Additional specific concerns investors should model and monitor:
- Liquidity and covenant risk if the EV composition includes substantial debt or preferred obligations.
- Cash runway and need for dilutionary financing given negative operating results and EPS.
- Volatility in implied enterprise multiple metrics: with negative earnings, implied EV / EBITDA or EV / Revenue comparisons may swing widely.
- Event risk from sponsor or SPAC-related terms (if applicable) that may trigger share transfers, lockups, or accelerated obligations.
For a deeper investor-oriented profile and contextual discussion of shareholder composition and motivations, see: Exploring Innovative International Acquisition Corp. (IOAC) Investor Profile: Who's Buying and Why?
Innovative International Acquisition Corp. (IOAC) - Growth Opportunities
- Risk Factors - headline metrics that investors should weigh:
- Negative net income (LTM ending December 31, 2022): IOAC reported a net loss for the last twelve months ending 12/31/2022, which can erode retained earnings and investor confidence.
- Negative P/E ratio: P/E = -160.17 (as of December 2025), reflecting negative earnings per share and making traditional valuation comparisons problematic.
- Very low current ratio: Current Ratio = 0.10 (Current Assets / Current Liabilities), indicating potential near-term liquidity stress and limited short-term asset coverage of obligations.

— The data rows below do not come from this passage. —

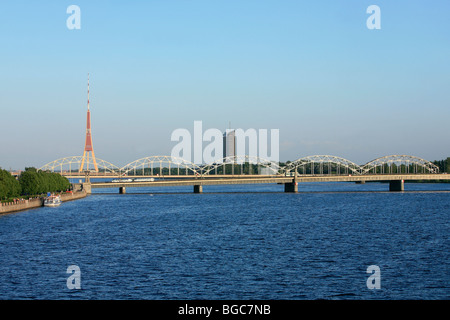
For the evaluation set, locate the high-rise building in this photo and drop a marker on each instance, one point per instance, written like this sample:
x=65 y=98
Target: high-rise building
x=229 y=145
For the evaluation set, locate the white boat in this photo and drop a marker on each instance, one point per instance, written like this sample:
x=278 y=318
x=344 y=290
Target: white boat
x=52 y=201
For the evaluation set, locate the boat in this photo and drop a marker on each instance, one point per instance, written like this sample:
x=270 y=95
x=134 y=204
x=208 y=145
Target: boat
x=52 y=201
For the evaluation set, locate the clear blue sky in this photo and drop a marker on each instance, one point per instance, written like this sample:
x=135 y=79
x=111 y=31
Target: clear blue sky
x=309 y=68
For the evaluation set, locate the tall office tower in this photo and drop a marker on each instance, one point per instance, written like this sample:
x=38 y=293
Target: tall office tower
x=229 y=145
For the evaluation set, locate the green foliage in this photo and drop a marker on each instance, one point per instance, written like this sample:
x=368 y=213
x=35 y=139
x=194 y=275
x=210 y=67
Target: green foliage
x=35 y=182
x=9 y=186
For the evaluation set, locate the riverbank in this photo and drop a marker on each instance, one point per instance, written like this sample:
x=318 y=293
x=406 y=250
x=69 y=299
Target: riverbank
x=21 y=205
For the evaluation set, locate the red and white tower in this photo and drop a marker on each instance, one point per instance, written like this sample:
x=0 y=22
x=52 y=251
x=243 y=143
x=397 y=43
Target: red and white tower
x=88 y=146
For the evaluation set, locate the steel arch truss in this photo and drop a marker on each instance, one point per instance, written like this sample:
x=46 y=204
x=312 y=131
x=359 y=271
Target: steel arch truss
x=241 y=165
x=322 y=165
x=70 y=165
x=159 y=166
x=399 y=164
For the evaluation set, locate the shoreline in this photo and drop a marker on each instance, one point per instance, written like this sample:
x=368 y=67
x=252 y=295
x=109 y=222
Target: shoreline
x=22 y=205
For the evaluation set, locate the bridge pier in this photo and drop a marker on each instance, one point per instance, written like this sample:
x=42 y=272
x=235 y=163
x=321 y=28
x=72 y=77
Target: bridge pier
x=198 y=188
x=291 y=187
x=397 y=185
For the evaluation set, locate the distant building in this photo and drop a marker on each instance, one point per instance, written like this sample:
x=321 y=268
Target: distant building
x=229 y=144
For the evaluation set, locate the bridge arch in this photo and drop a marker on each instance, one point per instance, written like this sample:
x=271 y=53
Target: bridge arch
x=322 y=165
x=399 y=164
x=69 y=165
x=159 y=166
x=241 y=165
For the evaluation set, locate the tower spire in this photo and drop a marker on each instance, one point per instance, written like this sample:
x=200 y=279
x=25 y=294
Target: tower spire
x=88 y=146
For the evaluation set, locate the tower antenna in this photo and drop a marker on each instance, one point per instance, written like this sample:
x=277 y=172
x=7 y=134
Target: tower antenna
x=88 y=146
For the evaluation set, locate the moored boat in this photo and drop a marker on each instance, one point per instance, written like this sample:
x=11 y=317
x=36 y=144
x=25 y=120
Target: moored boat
x=52 y=201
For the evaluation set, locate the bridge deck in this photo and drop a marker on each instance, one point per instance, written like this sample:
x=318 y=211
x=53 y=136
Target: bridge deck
x=220 y=180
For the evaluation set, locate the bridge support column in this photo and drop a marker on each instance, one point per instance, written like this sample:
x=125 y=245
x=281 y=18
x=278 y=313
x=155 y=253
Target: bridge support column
x=397 y=185
x=291 y=187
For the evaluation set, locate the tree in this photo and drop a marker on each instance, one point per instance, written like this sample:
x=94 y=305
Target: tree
x=9 y=186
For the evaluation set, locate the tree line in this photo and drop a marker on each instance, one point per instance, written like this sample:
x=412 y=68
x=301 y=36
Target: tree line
x=31 y=182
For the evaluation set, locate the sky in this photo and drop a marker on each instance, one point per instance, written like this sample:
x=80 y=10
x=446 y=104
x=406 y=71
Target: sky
x=311 y=69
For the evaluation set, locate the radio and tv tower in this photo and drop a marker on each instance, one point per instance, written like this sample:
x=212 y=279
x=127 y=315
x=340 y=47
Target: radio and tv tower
x=88 y=146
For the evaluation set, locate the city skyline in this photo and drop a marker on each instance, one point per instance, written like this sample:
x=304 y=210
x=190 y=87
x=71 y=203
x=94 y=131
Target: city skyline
x=312 y=70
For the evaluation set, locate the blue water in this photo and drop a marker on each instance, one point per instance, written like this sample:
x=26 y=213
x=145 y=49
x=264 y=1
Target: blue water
x=233 y=242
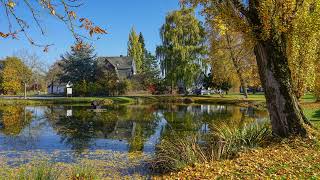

- Negative EPS: EPS = -$7.99 (as of December 2025), confirming loss per share and dilution of shareholder value absent a turnaround.
- Negative operating income margin: Operating Income / Revenue indicates a negative margin (≈ -100%), showing core operations are not profitable and losses approximate the scale of revenue.
- Minimal operating cash flow: The cash flow statement for the year ending November 20, 2025 shows no significant cash flow from operations, increasing reliance on financing or asset sales to fund operations.
| Metric | Value | Reference Date / Period |
|---|---|---|
| Net Income | Negative (net loss) | LTM ending 12/31/2022 |
| P/E Ratio | -160.17 | December 2025 |
| Current Ratio | 0.10 | Most recent balance sheet |
| EPS | -$7.99 | December 2025 |
| Operating Income Margin | ≈ -100% | Latest operating period |
| Operating Cash Flow | No significant cash inflow from operations | Year ending 11/20/2025 |
- Implications for investors:
- Liquidity pressure (current ratio 0.10) increases bankruptcy or restructuring risk if financing is unavailable.
- Negative profitability metrics (net loss, EPS -$7.99, negative operating margin) suggest the business model requires operational improvement or capital support to reach break-even.
- Negative P/E (-160.17) prevents meaningful peer P/E comparison; alternative valuation approaches (EV/Revenue, discounted cash flow under multiple scenarios) are necessary.
- Lack of operating cash flow as of 11/20/2025 implies near-term dependence on capital markets, SPAC-related transaction proceeds, or sponsor funds.
- Key data points to monitor going forward:
- Quarterly operating cash flow recovery or financing events.
- Improvements in current ratio (target >1.0) through asset generation or liability management.
- Trend in EPS and operating margin toward zero or positive territory.
- Any announced strategic transactions, cost reductions, or revenue ramps that materially change the loss trajectory.